“Breakthrough” in cross-carrier automated network provisioning demonstrate

17 November 2017

The MEF’s LSO framework offers open and interoperable automation of management operations over the entire lifecycle of L2 and L3 connectivity services.

The MEF’s Lifecycle Service Orchestration framework offers open and interoperable automation of management operations over the entire lifecycle of L2 and L3 connectivity services.

The concept of the customer controlled network is said to have moved a step closer to reality.

This follows the recent demonstration of an  API (application programming interface) for autonomous control of multiple networks.

At present, it's claimed "long and expensive" bilateral and proprietary implementation projects are necessary when two operators want to bring about a level of automated interaction between their networks.

Moreover, once built, the automation is not reusable.
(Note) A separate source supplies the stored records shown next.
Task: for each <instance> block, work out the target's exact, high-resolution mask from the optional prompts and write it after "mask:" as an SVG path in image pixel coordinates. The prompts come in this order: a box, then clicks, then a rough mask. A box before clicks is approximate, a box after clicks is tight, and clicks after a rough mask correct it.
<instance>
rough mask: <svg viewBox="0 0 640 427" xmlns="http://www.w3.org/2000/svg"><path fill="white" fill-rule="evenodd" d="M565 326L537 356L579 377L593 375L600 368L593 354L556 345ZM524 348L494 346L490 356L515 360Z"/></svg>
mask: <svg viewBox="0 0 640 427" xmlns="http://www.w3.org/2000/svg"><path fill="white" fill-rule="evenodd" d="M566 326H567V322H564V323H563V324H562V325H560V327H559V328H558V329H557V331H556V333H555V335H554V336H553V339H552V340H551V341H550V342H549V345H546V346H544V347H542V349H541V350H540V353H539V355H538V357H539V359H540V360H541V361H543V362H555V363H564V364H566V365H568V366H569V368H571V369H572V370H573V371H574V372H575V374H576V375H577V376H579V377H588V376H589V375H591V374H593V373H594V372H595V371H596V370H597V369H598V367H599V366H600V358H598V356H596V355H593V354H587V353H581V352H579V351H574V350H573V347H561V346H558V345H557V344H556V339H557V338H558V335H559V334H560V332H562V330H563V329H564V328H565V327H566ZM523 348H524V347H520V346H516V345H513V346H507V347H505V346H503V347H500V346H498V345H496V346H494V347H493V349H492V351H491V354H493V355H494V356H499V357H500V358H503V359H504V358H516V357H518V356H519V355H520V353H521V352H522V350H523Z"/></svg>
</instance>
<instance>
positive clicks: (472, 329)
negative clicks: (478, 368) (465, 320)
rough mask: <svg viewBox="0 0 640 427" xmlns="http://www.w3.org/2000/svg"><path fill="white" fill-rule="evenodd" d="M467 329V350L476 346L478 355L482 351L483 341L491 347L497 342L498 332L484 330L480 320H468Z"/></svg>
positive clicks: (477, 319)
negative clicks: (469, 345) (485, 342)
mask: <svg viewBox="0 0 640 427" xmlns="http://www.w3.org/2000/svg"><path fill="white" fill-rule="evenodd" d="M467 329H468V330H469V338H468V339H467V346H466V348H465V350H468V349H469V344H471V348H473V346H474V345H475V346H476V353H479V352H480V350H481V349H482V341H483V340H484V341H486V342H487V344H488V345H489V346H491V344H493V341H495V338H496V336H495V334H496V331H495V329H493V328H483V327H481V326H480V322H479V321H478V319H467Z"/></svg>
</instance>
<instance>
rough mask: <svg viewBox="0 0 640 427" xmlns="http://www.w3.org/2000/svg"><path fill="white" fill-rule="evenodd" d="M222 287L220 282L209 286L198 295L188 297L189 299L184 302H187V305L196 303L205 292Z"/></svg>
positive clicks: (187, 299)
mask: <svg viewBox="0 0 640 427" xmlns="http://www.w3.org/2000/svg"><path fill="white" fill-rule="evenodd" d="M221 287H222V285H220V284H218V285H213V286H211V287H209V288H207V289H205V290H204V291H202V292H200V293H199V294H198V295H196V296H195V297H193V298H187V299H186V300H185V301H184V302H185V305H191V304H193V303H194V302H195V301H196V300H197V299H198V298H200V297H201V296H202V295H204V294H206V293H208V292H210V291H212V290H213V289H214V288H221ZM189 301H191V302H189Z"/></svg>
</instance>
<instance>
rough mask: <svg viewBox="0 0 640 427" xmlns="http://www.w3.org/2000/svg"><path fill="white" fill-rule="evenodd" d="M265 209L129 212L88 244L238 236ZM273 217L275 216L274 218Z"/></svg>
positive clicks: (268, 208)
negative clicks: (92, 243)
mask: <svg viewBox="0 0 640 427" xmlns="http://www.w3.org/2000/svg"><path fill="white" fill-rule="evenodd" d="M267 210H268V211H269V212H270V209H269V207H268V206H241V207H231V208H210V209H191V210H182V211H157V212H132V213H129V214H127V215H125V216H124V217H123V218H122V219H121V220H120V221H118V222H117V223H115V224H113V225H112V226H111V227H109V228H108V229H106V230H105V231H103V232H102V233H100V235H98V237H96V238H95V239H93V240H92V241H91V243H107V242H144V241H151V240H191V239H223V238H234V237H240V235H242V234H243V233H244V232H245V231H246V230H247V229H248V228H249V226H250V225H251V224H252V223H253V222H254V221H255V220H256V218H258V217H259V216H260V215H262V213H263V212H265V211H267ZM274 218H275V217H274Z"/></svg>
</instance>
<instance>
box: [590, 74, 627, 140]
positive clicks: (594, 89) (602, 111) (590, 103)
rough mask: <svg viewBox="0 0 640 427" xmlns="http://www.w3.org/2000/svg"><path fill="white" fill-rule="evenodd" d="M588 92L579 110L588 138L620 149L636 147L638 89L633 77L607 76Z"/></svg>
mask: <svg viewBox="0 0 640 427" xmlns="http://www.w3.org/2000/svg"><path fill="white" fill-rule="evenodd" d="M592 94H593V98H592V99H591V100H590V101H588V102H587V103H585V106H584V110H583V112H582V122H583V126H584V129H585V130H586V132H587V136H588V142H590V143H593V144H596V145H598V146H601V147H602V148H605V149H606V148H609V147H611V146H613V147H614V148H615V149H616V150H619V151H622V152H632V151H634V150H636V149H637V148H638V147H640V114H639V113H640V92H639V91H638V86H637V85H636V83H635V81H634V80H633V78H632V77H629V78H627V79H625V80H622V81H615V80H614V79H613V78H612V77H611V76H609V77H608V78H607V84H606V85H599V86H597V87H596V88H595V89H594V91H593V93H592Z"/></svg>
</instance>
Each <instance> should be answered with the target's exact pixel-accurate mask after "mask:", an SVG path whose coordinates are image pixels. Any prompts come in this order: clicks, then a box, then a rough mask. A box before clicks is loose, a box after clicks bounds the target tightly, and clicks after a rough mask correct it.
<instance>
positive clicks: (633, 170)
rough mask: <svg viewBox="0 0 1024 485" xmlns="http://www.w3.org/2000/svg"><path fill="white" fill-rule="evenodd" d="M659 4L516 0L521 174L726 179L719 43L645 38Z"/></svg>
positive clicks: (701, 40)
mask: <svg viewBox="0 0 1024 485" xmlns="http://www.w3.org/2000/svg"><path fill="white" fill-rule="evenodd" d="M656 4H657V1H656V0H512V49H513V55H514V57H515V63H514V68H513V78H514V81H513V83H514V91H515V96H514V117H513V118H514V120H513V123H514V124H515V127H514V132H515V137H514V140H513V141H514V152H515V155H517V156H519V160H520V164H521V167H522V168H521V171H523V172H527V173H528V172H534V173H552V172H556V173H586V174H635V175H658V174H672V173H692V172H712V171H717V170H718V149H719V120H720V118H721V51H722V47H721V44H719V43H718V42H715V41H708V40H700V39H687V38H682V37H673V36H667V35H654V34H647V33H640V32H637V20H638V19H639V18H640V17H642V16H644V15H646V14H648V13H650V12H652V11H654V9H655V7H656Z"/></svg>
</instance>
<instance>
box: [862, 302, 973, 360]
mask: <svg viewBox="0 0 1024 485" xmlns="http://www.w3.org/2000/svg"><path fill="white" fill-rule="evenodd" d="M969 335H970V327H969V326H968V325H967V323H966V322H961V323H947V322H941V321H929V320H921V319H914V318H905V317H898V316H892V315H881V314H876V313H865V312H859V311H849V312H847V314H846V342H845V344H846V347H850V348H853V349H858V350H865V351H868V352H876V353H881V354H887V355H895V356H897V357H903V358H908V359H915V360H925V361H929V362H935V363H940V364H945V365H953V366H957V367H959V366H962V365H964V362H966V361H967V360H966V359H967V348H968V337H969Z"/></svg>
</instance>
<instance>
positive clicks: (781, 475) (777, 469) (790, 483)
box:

At a proof of concept carried out at MEF17 that took place in Florida earlier this week, Colt Technology Services, AT&T, Orange, Ciena, Amdocs and Fujitsu demonstrated the feasibility of orchestrated, on demand, API-driven customer control of network, cloud and on-premise infrastructure from a single enterprise controller. 

According to the partners, this allows for finer cost control without compromising customer experience, even in environments with wildly fluctuating demand.

It’s claimed the demo validated the power of the first release of the Lifecycle Service Orchestration (LSO) Sonata SDK announced by the MEF (Metro Ethernet Forum) in October 2017. 

Described as a “groundbreaking” open API, the Sonata interface is designed for automated real-time ordering and provisioning of SDN-based services between interconnected service providers. This is said to enable interaction between different providers’ SDN architectures in near real-time. 

Colt and its partners demonstrated a number of LSO integration points using Release 1 of the SK which covers address validation, serviceability and ordering use-cases between carriers and cloud providers.

The companies say their breakthrough brings end customers closer to benefiting from a “consistent” experience in network provisioning no matter where they want services delivered or through which network partner.

In addition, Colt also demonstrated a production implementation of a customer facing SDN API. It says this allowed customers to take full autonomous control of their networks and integrate them into their wider service delivery platforms.

The company says it sees the API requirement growing in importance as customers continue to demand greater control across multiple service domains, on-premise and remote, through their own orchestration platform.  

Chris Rice, AT&T’s SVP of domain 2.0 architecture and design, believes that the LSO Sonata framework is “especially powerful” when two carriers interconnecting through the API are both using ONAP, the open source network operating system for Sonata and MEF. 

Pierre-Louis Biaggi, VP of network domain for Orange Business Services, adds: “This demonstration clearly shows the power of TM Forum Open APIs and the MEF LSO framework to extend the capacities of regional operators. Together with our operator partners, we are highlighting how to combine our assets and create global and elastic ONAP-based connectivity services.”